Datasets
- Children's Song Dataset (CSD): a collection of 50 Korean and 50 English songs sung by one Korean female professional pop singer. Each song is recorded in two separate keys resulting in a total of 200 audio recordings. Each audio recording is paired with a MIDI transcription and lyrics annotations in both grapheme-level and phoneme-level.
- dim-sim: a collection of user-annotated music similarity triplet ratings used to evaluate music similarity search and related algorithms. Our similarity ratings are linked to the Million Song Dataset (MSD) and were collected for the following paper.
- K-pop Vocal Tagging (KVT) : a collection of 6,787 vocal segments in 466 K-pop songs with 70 vocal tags that describe various characteristics in terms of timbre, technique, pitch range, genre, gender, and so on.
- The DJ Mix Dataset : metadata of DJ mixes played by human DJs and played tracks in the mixes. We extracted the metadata from MixesDB and carefully defined it.
- EMOPIA : multi-modal (audio and MIDI) database focusing on perceived emotion in pop piano music, to facilitate research on various tasks related to music emotion. The dataset contains 1,087 music clips from 387 songs and clip-level emotion labels annotated by four dedicated annotators. Since the clips are not restricted to one clip per song, they can also be used for song-level analysis.
- YM2413-MDB : an 80s FM video game music dataset with multi-label emotion annotations. It includes 669 audio and MIDI files of music from Sega and MSX PC games in the 80s using YM2413, a programmable sound generator based on FM. The collected game music is arranged with a subset of 15 monophonic instruments and one drum instrument. They were converted from binary commands of the YM2413 sound chip.
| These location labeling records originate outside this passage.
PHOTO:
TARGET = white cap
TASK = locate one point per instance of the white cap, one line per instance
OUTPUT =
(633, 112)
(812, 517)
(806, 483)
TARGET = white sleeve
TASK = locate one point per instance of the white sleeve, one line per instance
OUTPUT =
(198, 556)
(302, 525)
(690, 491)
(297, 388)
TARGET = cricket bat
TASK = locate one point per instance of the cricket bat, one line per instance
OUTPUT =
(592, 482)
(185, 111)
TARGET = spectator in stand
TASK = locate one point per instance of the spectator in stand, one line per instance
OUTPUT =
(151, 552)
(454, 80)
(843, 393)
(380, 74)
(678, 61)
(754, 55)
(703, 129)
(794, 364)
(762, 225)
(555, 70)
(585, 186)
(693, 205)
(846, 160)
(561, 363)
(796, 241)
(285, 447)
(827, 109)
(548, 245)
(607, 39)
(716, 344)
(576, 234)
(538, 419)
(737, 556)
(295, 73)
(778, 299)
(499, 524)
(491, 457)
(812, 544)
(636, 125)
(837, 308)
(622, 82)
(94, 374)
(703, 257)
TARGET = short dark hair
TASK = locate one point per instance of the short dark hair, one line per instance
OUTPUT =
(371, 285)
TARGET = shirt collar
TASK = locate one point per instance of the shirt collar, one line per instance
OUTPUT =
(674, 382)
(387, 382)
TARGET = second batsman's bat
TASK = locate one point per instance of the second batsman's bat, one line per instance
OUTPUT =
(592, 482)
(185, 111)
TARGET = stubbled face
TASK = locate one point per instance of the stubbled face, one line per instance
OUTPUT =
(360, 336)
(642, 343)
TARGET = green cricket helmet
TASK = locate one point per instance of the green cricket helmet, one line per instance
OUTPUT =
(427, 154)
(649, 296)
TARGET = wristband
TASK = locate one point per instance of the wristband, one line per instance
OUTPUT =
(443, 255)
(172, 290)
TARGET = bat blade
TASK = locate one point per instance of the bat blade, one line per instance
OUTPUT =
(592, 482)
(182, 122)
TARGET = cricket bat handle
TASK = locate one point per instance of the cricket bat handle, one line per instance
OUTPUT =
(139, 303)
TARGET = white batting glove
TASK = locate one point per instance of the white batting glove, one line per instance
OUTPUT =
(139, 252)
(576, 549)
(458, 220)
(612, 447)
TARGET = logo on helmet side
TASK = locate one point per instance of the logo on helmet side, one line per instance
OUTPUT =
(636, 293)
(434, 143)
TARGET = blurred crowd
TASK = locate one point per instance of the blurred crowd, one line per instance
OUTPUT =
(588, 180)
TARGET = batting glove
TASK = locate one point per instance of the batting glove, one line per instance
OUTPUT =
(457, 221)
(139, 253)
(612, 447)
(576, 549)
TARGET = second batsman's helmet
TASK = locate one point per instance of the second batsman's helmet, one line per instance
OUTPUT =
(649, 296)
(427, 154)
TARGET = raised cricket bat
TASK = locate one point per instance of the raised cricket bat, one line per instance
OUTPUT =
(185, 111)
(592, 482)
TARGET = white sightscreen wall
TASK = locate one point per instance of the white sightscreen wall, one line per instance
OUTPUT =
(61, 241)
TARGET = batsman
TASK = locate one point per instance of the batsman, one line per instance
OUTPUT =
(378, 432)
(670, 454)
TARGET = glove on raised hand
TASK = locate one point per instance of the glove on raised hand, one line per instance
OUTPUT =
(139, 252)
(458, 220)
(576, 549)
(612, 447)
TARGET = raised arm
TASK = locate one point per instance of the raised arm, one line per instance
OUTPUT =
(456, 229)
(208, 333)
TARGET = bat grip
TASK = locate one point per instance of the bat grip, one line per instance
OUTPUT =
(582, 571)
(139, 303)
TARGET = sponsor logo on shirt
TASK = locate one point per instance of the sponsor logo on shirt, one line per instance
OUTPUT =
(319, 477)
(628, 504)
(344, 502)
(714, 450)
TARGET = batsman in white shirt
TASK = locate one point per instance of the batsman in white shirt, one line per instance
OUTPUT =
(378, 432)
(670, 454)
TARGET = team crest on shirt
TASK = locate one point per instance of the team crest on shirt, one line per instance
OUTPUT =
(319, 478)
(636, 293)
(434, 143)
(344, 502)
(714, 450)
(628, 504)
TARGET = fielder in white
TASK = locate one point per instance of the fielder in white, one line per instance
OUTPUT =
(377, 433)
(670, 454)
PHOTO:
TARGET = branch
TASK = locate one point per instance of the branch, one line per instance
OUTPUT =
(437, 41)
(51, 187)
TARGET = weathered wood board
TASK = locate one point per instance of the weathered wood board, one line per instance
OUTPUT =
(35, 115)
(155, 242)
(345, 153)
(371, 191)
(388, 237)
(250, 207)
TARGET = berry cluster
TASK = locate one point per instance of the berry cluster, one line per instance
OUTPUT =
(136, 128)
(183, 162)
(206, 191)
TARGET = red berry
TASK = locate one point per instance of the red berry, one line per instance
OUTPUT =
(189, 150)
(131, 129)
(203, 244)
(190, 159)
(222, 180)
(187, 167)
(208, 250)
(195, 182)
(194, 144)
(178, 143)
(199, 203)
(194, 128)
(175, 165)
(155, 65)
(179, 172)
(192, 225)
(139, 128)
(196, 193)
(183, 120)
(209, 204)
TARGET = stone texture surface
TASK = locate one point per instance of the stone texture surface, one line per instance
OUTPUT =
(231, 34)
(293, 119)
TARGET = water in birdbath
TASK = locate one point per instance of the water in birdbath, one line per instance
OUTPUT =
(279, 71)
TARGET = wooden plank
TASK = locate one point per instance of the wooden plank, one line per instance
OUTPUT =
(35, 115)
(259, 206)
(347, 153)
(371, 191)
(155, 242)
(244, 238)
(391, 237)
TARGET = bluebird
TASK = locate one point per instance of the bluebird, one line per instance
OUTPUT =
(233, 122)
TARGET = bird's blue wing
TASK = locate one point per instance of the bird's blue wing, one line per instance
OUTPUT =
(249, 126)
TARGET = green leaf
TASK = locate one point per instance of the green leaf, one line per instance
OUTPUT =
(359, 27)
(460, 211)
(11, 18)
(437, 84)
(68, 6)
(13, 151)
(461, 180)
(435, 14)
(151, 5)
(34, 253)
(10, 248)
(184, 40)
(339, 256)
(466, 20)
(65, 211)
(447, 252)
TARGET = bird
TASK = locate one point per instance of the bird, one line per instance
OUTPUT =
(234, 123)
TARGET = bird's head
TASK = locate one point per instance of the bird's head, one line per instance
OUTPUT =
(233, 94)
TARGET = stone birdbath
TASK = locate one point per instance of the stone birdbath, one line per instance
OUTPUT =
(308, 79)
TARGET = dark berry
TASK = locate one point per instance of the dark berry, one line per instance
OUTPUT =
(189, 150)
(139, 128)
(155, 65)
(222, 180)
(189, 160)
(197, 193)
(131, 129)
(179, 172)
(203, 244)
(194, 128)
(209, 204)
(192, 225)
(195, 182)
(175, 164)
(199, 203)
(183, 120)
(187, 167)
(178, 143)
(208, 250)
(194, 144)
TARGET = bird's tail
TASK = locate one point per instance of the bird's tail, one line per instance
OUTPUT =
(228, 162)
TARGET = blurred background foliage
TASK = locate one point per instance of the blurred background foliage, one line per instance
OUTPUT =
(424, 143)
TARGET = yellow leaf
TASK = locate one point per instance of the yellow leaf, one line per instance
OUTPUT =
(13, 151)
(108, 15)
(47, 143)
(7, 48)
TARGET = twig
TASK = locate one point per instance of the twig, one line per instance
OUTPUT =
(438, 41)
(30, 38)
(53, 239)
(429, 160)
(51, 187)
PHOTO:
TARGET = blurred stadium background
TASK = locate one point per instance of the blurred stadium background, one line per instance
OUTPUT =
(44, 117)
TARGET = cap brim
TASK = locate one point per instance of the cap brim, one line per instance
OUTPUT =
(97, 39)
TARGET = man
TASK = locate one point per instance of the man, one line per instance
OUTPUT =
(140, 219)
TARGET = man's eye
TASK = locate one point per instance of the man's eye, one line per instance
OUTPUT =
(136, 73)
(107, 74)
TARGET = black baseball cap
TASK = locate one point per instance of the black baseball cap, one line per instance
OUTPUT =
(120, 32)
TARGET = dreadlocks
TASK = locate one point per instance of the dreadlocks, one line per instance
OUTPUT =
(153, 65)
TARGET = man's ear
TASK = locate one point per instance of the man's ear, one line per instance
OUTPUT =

Each song was labeled with 19 emotion tags by two annotators and validated by three verifiers to obtain refined tags
- Extended Cleaned tag and Artist-Level Stratified split (ECALS): An extended tag version of CALS split (cleaned and artist-level stratified) for the Million Song Dataset (MSD). Different from the previously CALS dataset split, this provides 1054 vocabulary and caption level tag sequences instead of the 50 small vocabs.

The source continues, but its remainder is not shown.